Running test transaction:
Errors reported doing trial run
installing package kernel-smp-2.4.21-53.EL needs 53KB on the /boot filesystem

D'oh! I knew this day would come eventually when my tiny little 90MB /boot partition would get full!

So what to do? Easy, just uninstall some of those old kernels. But how do I do that? It turns out, that is also easy.

First I figure out what kernel I am actually running now so I don't try and delete it. I am not sure what would happen if I tried but I am not going to find out. To determine the running kernel, use uname -r. I am running 2.4.21-52.ELsmp .

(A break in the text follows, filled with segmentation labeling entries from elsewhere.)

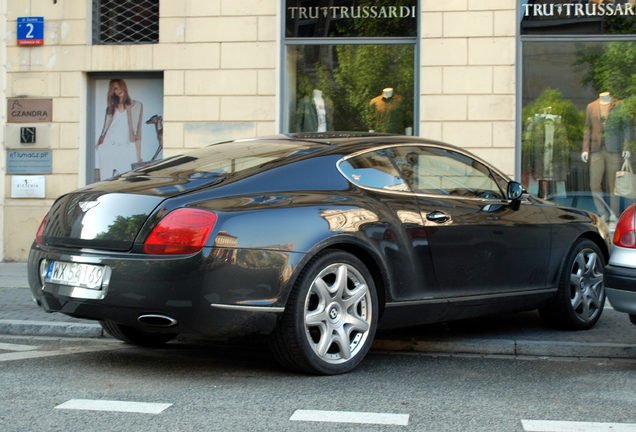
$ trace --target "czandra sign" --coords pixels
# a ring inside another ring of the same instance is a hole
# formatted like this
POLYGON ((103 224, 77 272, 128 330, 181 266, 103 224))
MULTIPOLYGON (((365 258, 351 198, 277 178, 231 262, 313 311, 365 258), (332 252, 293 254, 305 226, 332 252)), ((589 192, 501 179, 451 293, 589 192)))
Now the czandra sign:
POLYGON ((636 6, 631 3, 546 3, 526 4, 522 6, 525 17, 600 17, 600 16, 633 16, 636 6))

Next we want to see what other kernels are installed to find what we can delete. Do this like so:

[root@localhost root]# rpm -q kernel
kernel-2.4.21-37.EL
kernel-2.4.21-37.0.1.EL
kernel-2.4.21-40.EL
kernel-2.4.21-47.EL
kernel-2.4.21-47.0.1.EL
kernel-2.4.21-50.EL
kernel-2.4.21-51.EL
kernel-2.4.21-52.EL

I see that we have 7 old kernels installed. Now to delete them, just use rpm -e like so:

rpm -e kernel-2.4.21-37.EL

And it is gone. Rinse and repeat for the other kernels. I only plan on getting rid of a few. This is what was left:

[root@localhost root]# rpm -q kernel
kernel-2.4.21-50.EL
kernel-2.4.21-51.EL
kernel-2.4.21-52.EL

Now I have 30M instead of 5.6M free on my /boot partition and I can continue the update. Unfortunately that didn't clean up /boot/grub/grub.conf to remove the old kernels from the grub boot menu. Maybe that has been fixed in CentOS 4 or 5 (well, RHEL).